The bike trip data for the past 12 months was consolidated into a
join table to simplify the cleaning and analysis process. Duplicates
were identified and removed using the DISTINCT * function. The
data was checked for misspellings and null values using the COUNT,
GROUP BY, HAVING > 1, and LENGTH functions. New variables were
created to include the trip length, station names from start to end,
and the day of the week as a number. A new table was created with
no NULL values as many observations were missing station names
or IDs, and trip duration (length with negative values) making
analysis difficult. About 1.35 million rows out of 5.75 million
observations were eliminated because values were out of range or
essential information was missing.
Data Analysis

The analysis is based on a sample of 4.4 million observations, with


1.8 million casual member rides and 2.7 million annual member
rides. The average ride length is 16 minutes and 30 seconds, with a
maximum of 572 hours and 30 minutes. Casual riders have a longer
average ride length of 23 minutes and 30 seconds, while annual
members have an average ride length of 12 minutes. The busiest
days of the week for Cyclistic are Sundays and Fridays, with the least
busy being Tuesdays.

The busiest station is Streeter Dr. & Grand Ave, with 71,534 rides.
Casual members ride more frequently to this station, as well as to
DuSable Lake Shore Dr. & Monroe St and Millennium Park. Annual
members ride more frequently to Kingsbury St & Kinzie St, Clark St
& Elm St, and Wells St & Concord Ln.

The classic bike is the most popular type of bike, with 2.6 million
rides, followed by electric bikes with 1.6 million rides and docked
bikes with 175,597 rides. In general, classic bikes are used for an
average of 16 minutes and 30 seconds, electric bikes for almost 13
minutes, and docked bikes for about 49 minutes and 30 seconds. In
general riders use classic bikes the most.
Key Points:
We used a clean sample of 4,437,463 observations for the analysis, of
which 1,775,175 were casual members and 2,662,288 were annual
members. Some key points in the analysis include:

• The average ride length for users is about 16 minutes and 30


seconds, with a maximum ride length of about 572 hours and
30 minutes.

• Casual riders have an average ride length of 23 minutes and 30


seconds, with a maximum ride length of about 572 hours and
30 minutes.

• Annual members have an average ride length of 12 minutes,


with a maximum ride length of about 25 hours.

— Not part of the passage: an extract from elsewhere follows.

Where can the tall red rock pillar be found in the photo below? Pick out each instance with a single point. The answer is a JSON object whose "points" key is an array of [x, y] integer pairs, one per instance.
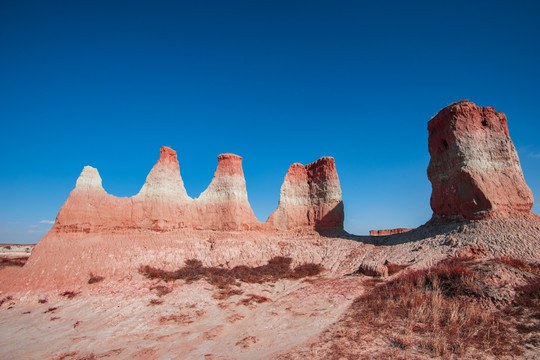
{"points": [[310, 197], [224, 204], [474, 168]]}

• The busiest days for Cyclistic are Sundays, with 709,611 rides,
and Fridays, with 654,383 rides, while Tuesday is the least busy
day with 595,988 rides.

• On Sundays and Mondays, riders have the longest ride length,


with an average of 20 minutes, while Thursdays and
Wednesdays have the shortest ride length, with about 14
minutes.

• Casual riders are most active on Sundays, with a total of 368,404


rides, and Mondays, with a total of 304,432 rides. The day with
the least activity for casual riders is Wednesday, with 199,916
rides and an average ride length of about 21 minutes.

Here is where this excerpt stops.